Indeed, such an approach could even work against the goal of creating long-term, meaningful connections with consumers.

Luxury typically connects consumers to the timeless and sublime.

Digital technologies, on the other hand, are characterized by ephemerality and faddishness.

Brands, therefore, risk undermining their credentials as authentic luxury.

Instead of jumping on the bandwagon of technological trends, many brands would be better served by being a counterpoint to them.

Means and meaning
Digital technologies are an ambivalent presence in consumers’ lives.

On the one hand, they have created a new culture of personal choice, mobility and convenience.

The smartphone, to offer only the most obvious example, allows consumers to instantly complete a range of activities that previous generations would have found mindboggling.

On the other hand, the digital age is beset by a profound crisis of meaning. It is a crisis that manifests itself in diverse ways, from the mental health crisis amongst always-on millennials, to culture wars, to the widespread embracing of political options that previous generations would have found unpalatable.

Across global culture, we see a desire to seek meaning beyond technology. This represents a powerful opportunity for luxury.

More than mass or premium, luxury can offer products and experiences that meet consumer desires to transcend problematic everyday realities, and to experience the sublime.

The core opportunity for luxury is in wellbeing.

Sleep on it
Wellbeing has now become particularly scarce. While 54 percent of Americans state their stress level is usually high, fully 48 percent feel their stress has further increased over the past five years.

Technology is a key driver of this. It has made time scarce.

Material success used to be associated with the possession of time.

The aristocratic lifestyle was associated with having time to indulge. However, now, the opposite is true.

Material success is frequently associated with sacrificing time.

For example, entrepreneurs such as Amazon’s Jeff Bezos and Apple’s Tim Cook boast of how little sleep they get by on.

Digital technology is a chief driver of the scarcity of time, since technologies such as smartphones and computers have created an always-on culture in which work can be conducted in any time and place.

In response to these threats to wellbeing, savvy brands are promising escape from the mundane, the potential for self-discovery, and a sense of the timeless.

For example, Livingston Manor Fly Fishing club offers luxury fishing trips that centre on community, reconnection with nature and enjoying peace and tranquillity.
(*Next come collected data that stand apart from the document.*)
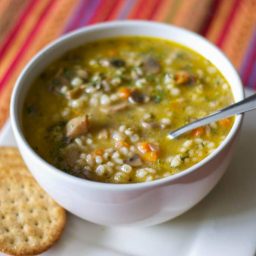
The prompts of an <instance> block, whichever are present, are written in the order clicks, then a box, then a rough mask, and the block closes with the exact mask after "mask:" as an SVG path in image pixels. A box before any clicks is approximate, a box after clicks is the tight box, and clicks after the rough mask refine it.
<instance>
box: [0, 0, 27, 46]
mask: <svg viewBox="0 0 256 256" xmlns="http://www.w3.org/2000/svg"><path fill="white" fill-rule="evenodd" d="M28 2H29V1H28V0H23V1H20V0H12V1H9V0H8V1H6V0H1V1H0V17H1V18H0V45H1V43H2V42H3V41H4V38H5V37H6V36H7V35H8V33H9V31H10V30H11V29H12V27H13V24H15V23H16V22H17V20H18V19H19V16H20V14H21V13H22V11H23V10H24V9H25V8H26V5H27V4H28ZM10 17H11V18H10Z"/></svg>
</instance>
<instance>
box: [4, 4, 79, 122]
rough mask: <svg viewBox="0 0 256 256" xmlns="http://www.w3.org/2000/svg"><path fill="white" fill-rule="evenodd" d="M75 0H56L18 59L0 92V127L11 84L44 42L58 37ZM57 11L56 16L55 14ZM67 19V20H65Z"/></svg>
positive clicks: (13, 82)
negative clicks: (33, 37) (40, 25)
mask: <svg viewBox="0 0 256 256" xmlns="http://www.w3.org/2000/svg"><path fill="white" fill-rule="evenodd" d="M76 2H77V0H66V1H65V2H64V1H56V3H55V5H54V8H53V9H51V11H50V12H49V13H48V16H47V19H46V20H45V23H44V26H43V27H42V28H40V31H39V34H40V37H36V38H35V39H34V41H33V43H32V45H30V47H29V49H28V51H27V52H26V54H25V55H24V56H23V58H22V59H21V60H20V62H19V65H18V66H17V68H16V69H15V70H14V72H13V73H12V76H11V78H10V80H9V81H8V83H7V84H6V85H5V87H4V88H3V90H2V91H1V94H0V127H1V126H2V125H3V124H4V122H5V120H6V119H7V117H8V114H9V102H10V95H11V91H12V88H13V85H14V83H15V81H16V79H17V77H18V75H19V74H20V72H21V70H22V68H23V67H24V66H25V65H26V63H27V62H28V61H29V60H30V59H31V57H32V56H33V55H34V54H35V53H36V52H38V50H40V49H41V48H42V47H43V46H44V45H45V44H47V43H48V42H50V41H51V40H53V39H55V38H56V37H58V36H59V35H60V34H61V33H62V31H63V27H64V25H65V23H66V22H65V20H66V19H67V18H68V17H69V16H70V15H71V13H72V11H73V10H74V8H75V3H76ZM56 13H58V16H56ZM66 21H67V20H66Z"/></svg>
In China, Buddhism-inspired luxury hotels, spas and teahouses promise busy urbanites opportunities to re-center and reconnect.

Burning desire
Technology has also created a tedious, shallow world.
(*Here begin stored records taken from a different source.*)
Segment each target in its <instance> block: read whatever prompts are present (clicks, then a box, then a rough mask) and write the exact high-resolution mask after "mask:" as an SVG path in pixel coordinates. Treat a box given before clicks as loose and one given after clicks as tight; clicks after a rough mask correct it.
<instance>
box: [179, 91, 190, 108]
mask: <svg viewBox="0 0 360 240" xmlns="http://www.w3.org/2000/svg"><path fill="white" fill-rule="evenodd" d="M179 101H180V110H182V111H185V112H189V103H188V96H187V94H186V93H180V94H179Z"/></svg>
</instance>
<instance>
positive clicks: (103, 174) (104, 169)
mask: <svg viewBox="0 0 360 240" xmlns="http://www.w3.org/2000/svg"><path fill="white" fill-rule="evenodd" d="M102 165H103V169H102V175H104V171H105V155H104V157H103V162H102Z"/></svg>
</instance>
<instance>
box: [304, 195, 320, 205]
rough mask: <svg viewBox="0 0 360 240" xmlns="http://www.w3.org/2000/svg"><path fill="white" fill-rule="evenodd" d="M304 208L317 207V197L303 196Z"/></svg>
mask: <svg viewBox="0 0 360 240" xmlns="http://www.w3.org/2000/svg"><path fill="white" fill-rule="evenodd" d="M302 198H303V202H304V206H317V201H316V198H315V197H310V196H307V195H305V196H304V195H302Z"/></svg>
Two-thirds of millennials report being “bored with life.” It was not supposed to be this way.

The promise of digital technologies was to keep us constantly entertained through making a dizzying array of distraction accessible whenever we want.
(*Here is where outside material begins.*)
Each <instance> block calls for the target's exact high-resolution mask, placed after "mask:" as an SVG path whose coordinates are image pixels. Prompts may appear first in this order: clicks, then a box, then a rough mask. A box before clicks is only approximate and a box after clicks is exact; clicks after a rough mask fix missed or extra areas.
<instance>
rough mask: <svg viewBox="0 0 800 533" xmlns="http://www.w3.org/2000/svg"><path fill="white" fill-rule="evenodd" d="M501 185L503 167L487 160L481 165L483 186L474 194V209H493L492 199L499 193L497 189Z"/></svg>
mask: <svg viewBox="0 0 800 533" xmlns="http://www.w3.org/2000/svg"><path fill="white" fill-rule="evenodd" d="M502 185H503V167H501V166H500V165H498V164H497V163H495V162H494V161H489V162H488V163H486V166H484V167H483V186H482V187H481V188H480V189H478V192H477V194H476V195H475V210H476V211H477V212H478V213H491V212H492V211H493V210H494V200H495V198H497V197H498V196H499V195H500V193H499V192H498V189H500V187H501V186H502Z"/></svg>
Yet this seems to have inculcated a perpetual restlessness, in which we flit mindlessly from distraction to distraction, none feeling particularly fulfilling. It is world of quantity rather than quality.

This malaise provides an opportunity for luxury, especially as luxury experiences promise self-discovery through responsible hedonism.

The Burning Man festival beloved of Silicon Valley, with its emphasis on carnival, sexual exploration, wellbeing and community, is a key example.

Rich American consumers are traveling to South America for Ayahuasca retreats. Such retreats promise mind-altering experiences and the chance to explore new facets of the self.

LUXURY BRANDS SHOULD not assume that they need to embrace new technology trends.

Instead, they should start from the premise that true luxury is always about the timeless and rarefied.

In the digital age, what is timeless and rarefied is often the non-digital and, in particular, those experiences that allow consumers to reconnect with nature, with others and with themselves.